Однако многие заметались, бросились к выходу. Толпа вынесла бабушку с дедушкой на улицу.
Возле Народного дома беснуются черносотенцы. Размахивают хоругвями, царскими портретами, патриотическими лозунгами. Затеяли драку с дружинниками, пытаются ворваться в здание. Бьют случайных прохожих.
На ступеньках лежит окровавленный рабочий с посиневшим лицом.
– Вася, мне страшно!
– Не бойся, нас не тронут. Пошли отсюда.
– Что, барышня, свободы захотелось? – спросил незнакомый молодчик, хватая бабушку за воротник пальто.
– Руки прочь! Мерзавец! – И дедушка бросился на обидчика.
Тот рассмеялся, оттолкнул дедушку и вытащил из кармана гирьку на цепочке. Стоял в распахнутом полушубке веселый красавец, мокрые кудрявые волосы из-под сдвинутого картуза, голубая косоворотка, ненавидящие глаза.
«А за что?!» – вдруг тоскливо подумал дедушка. И вскинул руку, чтоб защититься.
Красавец с размаху ударил его, сбил с ног, а потом стал топтать и пинать лакированными сапогами.
Кто-то толкнул бабушку кулаком в спину – она упала, ударилась лбом о случайный кирпич, потеряла сознание.
…а потом она очнулась и встала, и долго искала дедушку, и нашла его, избитого до полусмерти, а потом она долго его выхаживала и выходила, а потом у них родился сын и три дочери, а потом началась война – и дедушку призвали врачом-ветеринаром, и там, на фронте, он заболел чахоткой и умер летом семнадцатого года. А потом, спустя много лет, родился и я, неумелый рассказчик, все помнящий и почти ничего не понимающий в холодном окружающем мире…
Эпилог
У меня в руках – пожелтевший лист бумаги. Это прошение, с которым моя бабушка в 1917 году обратилась к губернскому комиссару Временного правительства Владимиру Крутовскому:
«Прошу выдать мне пенсию или единовременное пособие от казны за безупречную службу мужа Василия М-на, умершего от чахотки в воинском чине старшего ветеринарного фельдшера. После его смерти я осталась одна с четырьмя малолетними детьми без всяких средств к существованию и нуждаюсь в оказании материальной помощи».Владимир Крутовский».
Резолюция:
«Просьба не может быть удовлетворена, ибо срок службы Василия М-на недостаточен для предоставления его вдове пенсии или единовременного пособия.
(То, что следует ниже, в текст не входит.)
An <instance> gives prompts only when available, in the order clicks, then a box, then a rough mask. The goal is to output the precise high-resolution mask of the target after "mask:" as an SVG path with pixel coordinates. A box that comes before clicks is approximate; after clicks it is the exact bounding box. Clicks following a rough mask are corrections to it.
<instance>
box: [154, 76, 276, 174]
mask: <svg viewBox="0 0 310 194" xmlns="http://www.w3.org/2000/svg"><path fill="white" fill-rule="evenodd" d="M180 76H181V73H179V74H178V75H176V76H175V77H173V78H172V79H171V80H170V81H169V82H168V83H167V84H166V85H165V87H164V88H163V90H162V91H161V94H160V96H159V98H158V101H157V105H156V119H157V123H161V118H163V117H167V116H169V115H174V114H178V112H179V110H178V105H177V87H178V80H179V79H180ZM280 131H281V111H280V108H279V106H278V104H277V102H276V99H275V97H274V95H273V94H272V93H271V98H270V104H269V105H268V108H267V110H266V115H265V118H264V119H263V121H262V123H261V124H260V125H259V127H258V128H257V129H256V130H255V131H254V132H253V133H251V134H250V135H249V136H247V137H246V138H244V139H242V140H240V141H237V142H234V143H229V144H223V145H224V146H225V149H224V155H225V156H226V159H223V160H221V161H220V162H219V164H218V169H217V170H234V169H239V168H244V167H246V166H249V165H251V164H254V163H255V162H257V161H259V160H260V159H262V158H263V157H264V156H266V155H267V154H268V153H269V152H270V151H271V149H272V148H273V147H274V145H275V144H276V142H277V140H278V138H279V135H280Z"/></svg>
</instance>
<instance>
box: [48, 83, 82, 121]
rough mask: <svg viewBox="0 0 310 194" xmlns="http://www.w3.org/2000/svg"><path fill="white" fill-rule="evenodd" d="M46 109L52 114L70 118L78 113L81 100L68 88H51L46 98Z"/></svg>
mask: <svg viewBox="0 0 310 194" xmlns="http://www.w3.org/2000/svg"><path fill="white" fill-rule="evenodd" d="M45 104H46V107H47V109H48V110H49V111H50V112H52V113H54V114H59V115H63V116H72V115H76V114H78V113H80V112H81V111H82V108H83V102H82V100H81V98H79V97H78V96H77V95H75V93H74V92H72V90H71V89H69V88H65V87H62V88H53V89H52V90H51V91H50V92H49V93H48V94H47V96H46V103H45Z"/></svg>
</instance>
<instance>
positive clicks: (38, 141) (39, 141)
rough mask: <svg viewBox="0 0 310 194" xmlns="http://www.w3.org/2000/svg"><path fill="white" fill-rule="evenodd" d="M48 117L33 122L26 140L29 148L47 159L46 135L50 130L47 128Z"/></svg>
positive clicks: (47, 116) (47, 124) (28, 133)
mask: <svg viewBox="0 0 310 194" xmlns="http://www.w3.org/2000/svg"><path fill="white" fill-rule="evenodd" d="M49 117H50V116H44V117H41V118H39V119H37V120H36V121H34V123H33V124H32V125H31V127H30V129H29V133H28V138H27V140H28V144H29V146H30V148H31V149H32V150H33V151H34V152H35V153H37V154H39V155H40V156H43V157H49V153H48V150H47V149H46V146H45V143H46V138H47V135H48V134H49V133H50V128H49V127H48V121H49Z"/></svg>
Губернский комиссар Временного правительства
Вот так моя бабушка Ольга Ивановна осталась в разгар революции совсем одна, без копейки денег, с четырьмя детишками на руках. Родители дедушки, проживавшие в далеком Кунгуре, от нее отступились, а ее собственные папа с мамой задолго до этого умерли, не оставив наследства. Да и какое могло остаться наследство от сельского священника? Библия, «Часослов», церковный календарь, две иконы, два золотых крестика на медных цепочках и три золотые монеты. Да еще большой кованый сундук с музыкальным замком, набитый всякой рухлядью.
Бабушке пришлось рассчитывать только на себя. И она справилась! Работала учительницей в школе, дома стряпала, стирала, шила. Сын и дочери (одна из них – моя мама) подрастали, становились ей помощниками, приучались к самостоятельности, к тому, что надеяться в этой жизни можно лишь на себя.
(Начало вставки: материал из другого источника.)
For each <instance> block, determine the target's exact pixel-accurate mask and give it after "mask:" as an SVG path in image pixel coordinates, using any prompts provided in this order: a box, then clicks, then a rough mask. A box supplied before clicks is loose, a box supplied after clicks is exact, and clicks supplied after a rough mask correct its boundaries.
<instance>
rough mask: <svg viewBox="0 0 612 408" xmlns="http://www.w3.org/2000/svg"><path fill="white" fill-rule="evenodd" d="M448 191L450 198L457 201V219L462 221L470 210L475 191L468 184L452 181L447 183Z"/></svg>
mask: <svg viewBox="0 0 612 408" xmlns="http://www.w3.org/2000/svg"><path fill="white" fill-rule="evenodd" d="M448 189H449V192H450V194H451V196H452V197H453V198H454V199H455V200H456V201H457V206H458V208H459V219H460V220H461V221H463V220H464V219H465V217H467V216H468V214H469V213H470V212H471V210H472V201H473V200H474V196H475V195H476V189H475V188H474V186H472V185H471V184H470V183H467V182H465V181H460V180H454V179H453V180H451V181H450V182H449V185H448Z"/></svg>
От государства (любого) не стоит ждать ничего, кроме неприятностей. И даже лучшие люди (одним из которых, несомненно, был известный гуманист и общественный деятель Владимир Крутовский), оказавшись на государственном посту, незаметно для себя превращаются в бездушные рычаги бюрократической машины.